I thought it was only me. Apparently not – others have had the same experience, and no-one has talked about it. What with slang creeping in; swearing galore; dialects and lazy speech, it is little wonder that immigrants have difficulty understanding us, let alone learning English as a second language.
Speech is a wonderful thing - it’s a pity it is being abused so much.
I will have to learn sign language! Maureen Lee, Waitarere Beach
Better use of space
Has Mike Williams read the Let’s Get Wellington Moving proposals (Letters, Nov 14)? He seems unaware that the ‘‘light rail’’ proposal is a waterfront quays and Taranaki St rapid transit route, not Lambton Quay.
LGWM concluded that the best way to get Wellington moving is to ‘‘move more people using fewer vehicles’’. They show that by investing in better public transport, walking and cycling/scooting, Wellington can double, double again, and double again the productivity of its existing road space. Wellington doesn’t have a capacity problem; it has a productivity problem.
Williams asks us to believe we can get Wellington moving by making more room for more vehicles, encouraging more people to get around in the least spatially efficient way ever invented. Cars and roads are great if you live in a small town with few people and lots of space. In crowded cities short of space, they create congestion.

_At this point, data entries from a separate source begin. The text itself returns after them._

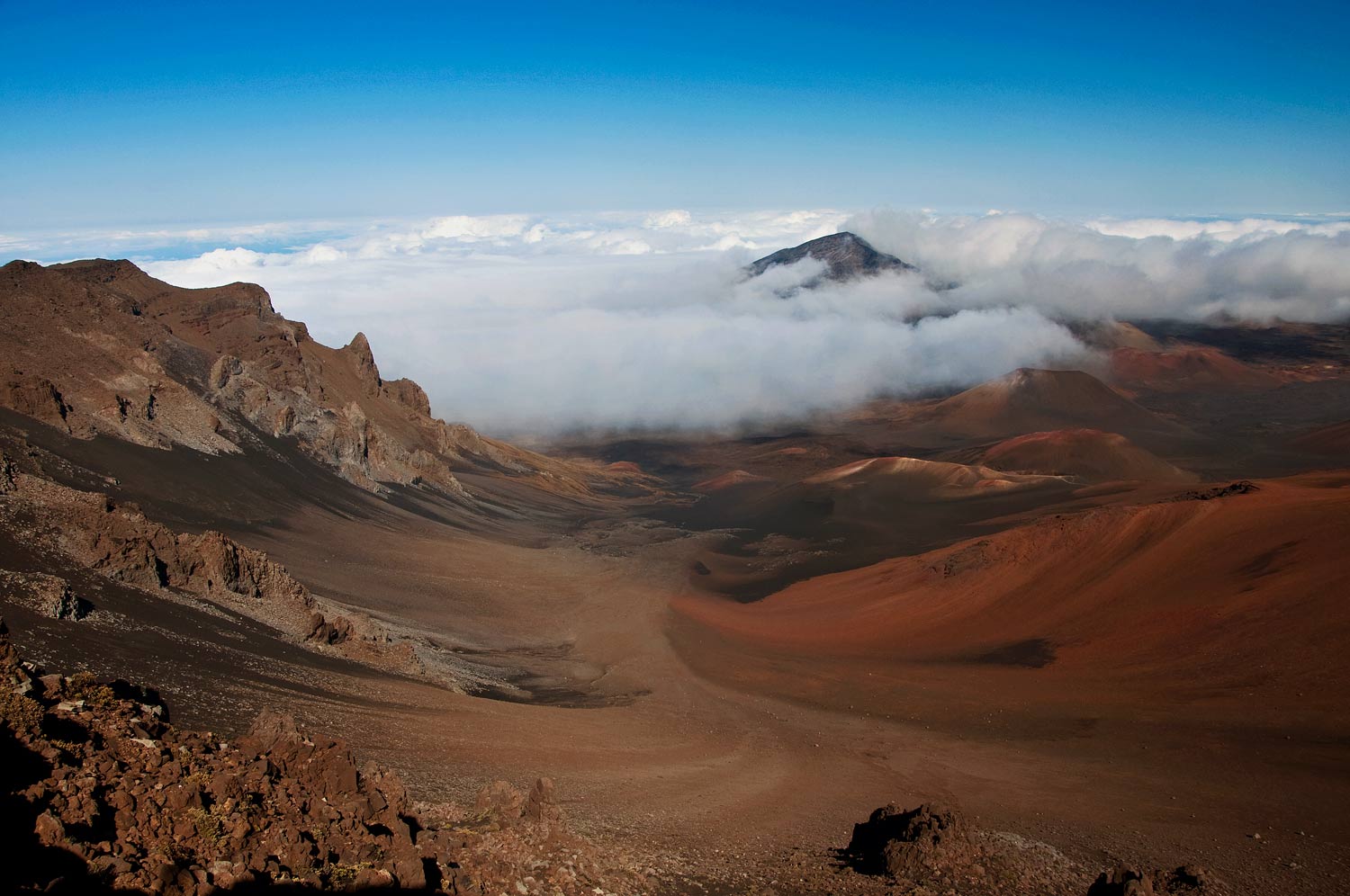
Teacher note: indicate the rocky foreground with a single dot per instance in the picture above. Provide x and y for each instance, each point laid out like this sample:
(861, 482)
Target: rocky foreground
(100, 793)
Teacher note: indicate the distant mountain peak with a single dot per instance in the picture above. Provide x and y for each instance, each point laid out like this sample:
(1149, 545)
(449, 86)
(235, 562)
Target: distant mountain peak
(845, 256)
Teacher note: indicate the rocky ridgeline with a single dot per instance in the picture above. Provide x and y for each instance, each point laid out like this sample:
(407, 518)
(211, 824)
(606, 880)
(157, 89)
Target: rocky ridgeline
(99, 347)
(121, 542)
(100, 791)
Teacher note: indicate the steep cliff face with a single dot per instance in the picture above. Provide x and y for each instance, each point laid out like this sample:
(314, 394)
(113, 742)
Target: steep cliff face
(99, 347)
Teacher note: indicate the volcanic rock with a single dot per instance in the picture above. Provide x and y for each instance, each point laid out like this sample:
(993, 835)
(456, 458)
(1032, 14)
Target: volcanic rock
(97, 347)
(910, 845)
(845, 256)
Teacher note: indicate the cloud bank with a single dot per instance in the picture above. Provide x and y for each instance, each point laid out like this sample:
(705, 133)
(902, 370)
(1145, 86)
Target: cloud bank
(534, 324)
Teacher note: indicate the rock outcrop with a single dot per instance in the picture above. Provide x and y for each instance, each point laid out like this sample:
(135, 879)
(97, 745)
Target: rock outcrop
(913, 845)
(100, 791)
(845, 256)
(1131, 882)
(99, 347)
(121, 542)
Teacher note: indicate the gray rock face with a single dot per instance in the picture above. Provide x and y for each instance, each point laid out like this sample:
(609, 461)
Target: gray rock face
(845, 256)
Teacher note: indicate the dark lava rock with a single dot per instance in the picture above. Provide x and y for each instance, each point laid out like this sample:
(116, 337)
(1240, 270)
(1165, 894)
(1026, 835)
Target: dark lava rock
(910, 844)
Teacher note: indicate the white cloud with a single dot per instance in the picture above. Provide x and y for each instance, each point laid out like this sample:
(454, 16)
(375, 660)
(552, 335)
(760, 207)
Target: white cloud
(542, 323)
(1152, 267)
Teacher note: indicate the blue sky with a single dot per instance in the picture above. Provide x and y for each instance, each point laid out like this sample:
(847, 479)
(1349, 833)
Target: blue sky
(245, 112)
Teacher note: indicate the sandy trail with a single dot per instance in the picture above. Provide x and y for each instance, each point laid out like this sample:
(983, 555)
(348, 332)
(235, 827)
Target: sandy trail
(717, 753)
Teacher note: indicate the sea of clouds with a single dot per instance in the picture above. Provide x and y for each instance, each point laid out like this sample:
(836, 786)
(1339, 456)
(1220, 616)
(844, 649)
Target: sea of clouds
(543, 324)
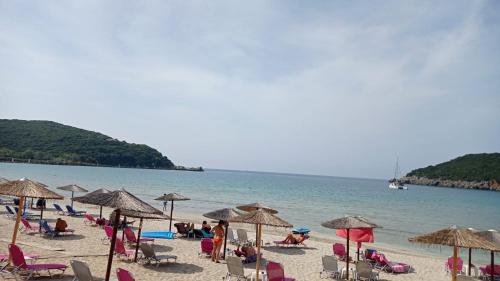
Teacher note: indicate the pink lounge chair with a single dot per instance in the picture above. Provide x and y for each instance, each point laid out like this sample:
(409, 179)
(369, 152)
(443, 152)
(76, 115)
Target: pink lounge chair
(275, 272)
(394, 267)
(206, 247)
(339, 251)
(121, 251)
(130, 236)
(486, 270)
(448, 266)
(27, 228)
(124, 275)
(21, 266)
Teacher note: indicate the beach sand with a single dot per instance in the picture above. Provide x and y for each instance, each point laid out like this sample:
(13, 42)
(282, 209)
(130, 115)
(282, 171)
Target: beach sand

This is not a Left versus Right issue. The question is whether it’s better for Wellington to invest in productivity, as LGWM recommends, or capacity, as Williams favours. History shows that in the long run, productivity always wins. Which side of history will Wellington choose?
John Rankin, Wellington
Silly labels
This intergenerational name calling is doing no good, being childish in the extreme.
It only serves to elicit the selective memory of all contenders. Each population/generational cohort has its problems and its good times, to the envy of some and the sympathy of others.
I was born during the years of World War II, a period of considerable austerity, with my parents and their parents having gone through the 1930s Depression. Children born during and after the conflict benefited from the slow improvement of circumstances.
The various generational ‘‘types’’ that have been identified subsequently are largely spurious; silly labels with little or no validity. They are diffuse, broadlybased, overlapping categories which have had and will continue to have, their ups and downs just like any group. It is obvious that the old and young still living both benefit and suffer in concert as fortunes fluctuate. The old often finding it harder to manage than the young, who at least have time on their side.
Perhaps the history curriculum as yet to be taught in New Zealand schools could examine and analyse generational flaws as well as aptitudes, and perhaps bring about a greater understanding, enlightenment and tolerance?
Allen Heath, Woburn
Demetrius Christoforou attacks me for my ‘‘shameful’’ attitude to Chlo¨ e Swarbrick’s views about climate change. (Letters, Nov 15).
I expressed no views about Swarbrick’s views on climate change so his attack falls to the ground. To me the issue is not the occasion nor the interjection.
Swarbrick’s remark of ‘‘OK, Boomer’’ could have been made at many other times on any number of subjects where there are generational differences in view.
For his information I am not, and have never been, a member of any political party so I have no cohorts from National or any other party, as was claimed.
The only point I was making was about the very dismissive language Swarbrick used and what that says about how she views other generations. I stand by those comments.